Towards More Human-like AI Communication: A Review of Emergent Communication Research
–arXiv.org Artificial Intelligence
In the initial phase of AI research following the second AI winter, the focus was on identifying new areas where AI could outperform humans, with famous examples including chess [Silver et al., 2018], Go [Silver et al., 2016], and Starcraft [Vinyals et al., 2019]. While this was a limited application to games, it set the tone for research to prioritize building AI agents with superhuman capabilities. However, over the last decade, the research community has witnessed a shift towards a human-centric approach that aims to leverage AI to aid humans in everyday tasks and relieve them of repetitive duties [Xu, 2019, Riedl, 2019, Shneiderman, 2021]. The interaction between humans and machines is a crucial aspect of human-centric AI [Mikolov et al., 2016], and it should take place in domains where humans are already familiar and require little to no training.

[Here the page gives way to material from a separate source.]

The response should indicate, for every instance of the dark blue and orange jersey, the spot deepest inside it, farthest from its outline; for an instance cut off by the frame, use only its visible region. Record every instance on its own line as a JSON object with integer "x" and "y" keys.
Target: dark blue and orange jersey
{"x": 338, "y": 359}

Therefore, applications that involve niche practices, such as coding and mathematics, should be avoided in favor of language-based applications. In particular, human-machine communication should be grounded in natural language, which presents the challenge of teaching artificial agents to communicate in multiple languages. Recent advances in natural language processing (NLP) have led to the emergence of the transformer architecture [Vaswani et al., 2017], which has become the preferred approach for language-based applications, as exemplified by Language Models (LMs) such as GPT3 [Brown et al., 2020], LLaMA [Touvron et al., 2023], and Lamda [Thoppilan et al., 2022]. One of the challenges for language model architectures is their focus on predicting the next word in a sentence rather than comprehending the broader context and purpose of language usage. While humans use language as a tool for coordination and communication to thrive in a shared environment, artificial intelligence may struggle to understand the subtleties and complexities of language fully.